You're going to find some of the best muley country Alberta has to offer. Not only that, there will be the odd moose here and there. Plus you should see some decent whitetails. If you're in the right area there should also be the odd elk around. (north of the Suffield Training Area for example). I don't know what the Red Deer would compare with in Sask. I know I've not seen anything in the northern 1/2 of sk. that compares to the Red Deer River valley as far as scenery goes. It's just really different. Some people like it, some people don't.


----------



## xXStanXx (May 18, 2007)

If you want to find some nice elk and deer, head out towards the Banff area.

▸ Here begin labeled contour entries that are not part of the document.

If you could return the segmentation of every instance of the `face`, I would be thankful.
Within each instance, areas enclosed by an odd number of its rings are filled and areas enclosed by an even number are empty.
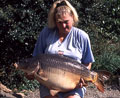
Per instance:
[[[60,34],[68,34],[73,26],[73,16],[69,13],[56,16],[56,25]]]

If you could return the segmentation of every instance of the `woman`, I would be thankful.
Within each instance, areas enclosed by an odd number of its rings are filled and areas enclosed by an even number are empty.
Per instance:
[[[48,15],[48,27],[40,32],[33,56],[40,53],[64,55],[91,69],[94,57],[90,40],[87,33],[74,27],[77,22],[78,15],[72,5],[67,0],[56,1]],[[85,87],[80,87],[53,97],[49,90],[41,85],[40,95],[41,98],[83,98],[86,90]]]

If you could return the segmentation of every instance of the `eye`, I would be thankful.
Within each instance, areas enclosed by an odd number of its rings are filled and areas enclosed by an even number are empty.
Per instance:
[[[69,22],[68,20],[64,21],[65,24],[68,24],[68,22]]]

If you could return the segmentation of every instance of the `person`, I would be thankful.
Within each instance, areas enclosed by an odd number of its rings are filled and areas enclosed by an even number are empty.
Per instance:
[[[78,14],[67,0],[53,3],[48,14],[48,26],[40,32],[33,56],[38,54],[59,54],[75,59],[88,69],[94,62],[90,39],[87,33],[77,28]],[[40,85],[41,98],[83,98],[86,88],[82,86],[65,93],[51,96],[49,89]]]

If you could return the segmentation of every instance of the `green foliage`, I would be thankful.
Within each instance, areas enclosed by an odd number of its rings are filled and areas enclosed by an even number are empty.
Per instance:
[[[32,56],[54,1],[0,0],[0,81],[12,89],[38,87],[16,71],[13,63]],[[78,27],[90,36],[96,60],[93,69],[114,72],[120,68],[120,0],[69,1],[79,14]]]

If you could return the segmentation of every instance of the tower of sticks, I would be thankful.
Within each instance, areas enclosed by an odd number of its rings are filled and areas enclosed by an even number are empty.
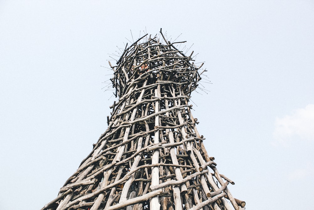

If you can find the right spots you can find some massive herds. If you want some nice pics of deer, moose and the ocassional elk, try the Sundre area.


----------



## SaskArcher10 (Apr 8, 2006)

*Where's the wildlife?*

Yesterday I went just straight east of Three Hills, until I hit the Red Deer River Valley, and hiked in there, but im not seeing any deer or anything. Needless to say, I was a little disappointed but I still had a great time hiking in the hills and enjoying the outdoors. Thanks for the tip of telling me to go there.


----------



## russ (Jul 29, 2002)

I'm surprised you didn't get to see much for game. Were you out and about during the morning or evening?


----------



## SaskArcher10 (Apr 8, 2006)

Went out in the evening; that picture is taken about an hour and a half before sunset, and i walked back in the dark. Didn't see a single deer, but maybe I'm in the wrong spot.......


----------



## russ (Jul 29, 2002)

Wow - I always see deer in the valley when I cross the river west of Morin on the way to Calgary.


----------



## SaskArcher10 (Apr 8, 2006)

Thanks russ, I guess I'll have to check it out again, because thats where I was; just off the road in the valley between Morrin and Three Hills. Where do you look? Like are you saying in the fields around sunset/sunrise, or in the trees up near the tops, or where do you see the deer? Also, I'm assuming, but just curious, are they mulies or whitetails? thanks for all the tips and advice russ.


----------



## russ (Jul 29, 2002)

Mulies, I'd find an area away from the highway and watch the fields. A place where the deer can move from the cover in the valley to a good forage field easily. Mulies tend to like forage crops and canola. If you can find a pea field with easy access from the valley floor you should see a lot of whitetails.


----------



## LabRat314 (Oct 7, 2007)

3 words. Forestry Trunk Road.


----------



## GSLAM95 (Oct 31, 2004)

I went to see Buffalo jump Friday and we seen quite a few Mulies there and it is just east of Three Hills.


----------



## andy the hun (Feb 5, 2007)

Golf course behind the Banff Spings Hotel,big elks and lots of them.


----------



## Ken.C (May 13, 2007)

Take a run out the 549 going to millarville. The Elk are in the field to the North off the highway and are not going to be bothered with you zooming in for pictures.


----------